Tout cela est-il bien raisonnable?

Les brumes de mon cerveau ne sont plus coopératives

 

Un homme sans tête, Etgar Keret, ed. Babel

Comme un bébé
Le jour de ses vingt-neuf ans, une brise agréable soufflait de la mer, il le savait. Il était loin de la mer parce qu’elle détestait l’eau et le sable, et pourtant il le savait. Il y a toujours de la brise sur l’eau. Ils rentraient en taxi à la maison et, pendant tout le trajet, il avait tenu sur ses genoux un carton d’emballage du grand magasin Hamashbir. Dans la boîte se trouvait le cadeau le plus grand qu’il eût jamais reçu. Pas le plus beau, mais le plus grand sûrement. Et pendant tout le trajet, il l’avait serrée dans ses bras, embrassée sur la joue, sur la poitrine, étonné à chaque baiser qu’elle ne fût pas gênée. Quand il eut payé la course, le chauffeur, un homme disgracieux, lui dit que jamais il n’avait vu de couple aussi bien assorti. Il sillonnait les routes, tournoyait autour de Tel-Aviv et de sa périphérie comme un aigle au-dessus d’une tombe fraichement creusée, mais jamais il n’avait vu pareil couple. A l’instant même où le chauffeur prononçait ses mots, il sentit une chaleur dans son corps. Cette chaleur latente, prête à se répandre uniquement dans les rares moments où une grande vérité surgit dans l’espace. Plus tard au lit, quand il lui raconta ce qu’il avait ressenti, elle lui rétorqua que s’il avait besoin d’être soutenu et encouragé par un chauffeur de taxi boutonneux qui ne savait même pas garder sa droite, c’était signe que leur amour était à bout de souffle. Et lui, étendu tout contre elle, dit qu’elle avait un cœur agréable et qu’il aimait ce cœur. Elle versa des larmes comme une princesse et dit qu’elle désirait être aimée toute entière, et pas seulement tel ou tel organe. Ils avaient les yeux fermés maintenant, et la brise de mer rafraîchit son visage tandis qu’il s’endormait auprès d’elle, se berçant tout seul comme un enfant, comme un bébé.
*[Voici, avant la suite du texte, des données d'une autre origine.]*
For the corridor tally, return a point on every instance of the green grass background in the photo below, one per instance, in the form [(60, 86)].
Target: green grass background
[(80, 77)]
Un homme sans tête est le deuxième recueil de nouvelles d’Etgar Keret que je lis, après crise d’asthme que j’avais beaucoup aimé. L’auteur est israélien, et toutes ces histoires se situent dans ce pays. Cependant, rien ne transparait des opinions politiques ou de la situation du pays dans ses écrits, ce que je trouve vraiment très bien fait.
Les histoires sont toutes à l’image de celle que j’ai recopié plus haut. Des situations classiques, banales, avec un petit zeste de fantaisie ou de fantastique qui donne son piquant à la situation et me pousse à me poser des questions. Les nouvelles sont courtes mais les questions qu’elles posent occupent mes réflexions pendant le double du temps de la lecture. En résumé, j’aime beaucoup, même si je ne lirai pas ca tous les jours, car un certain désespoir sous-tend pratiquement toutes les séquences, rendant la lectrice que je suis parfois un peu perplexe.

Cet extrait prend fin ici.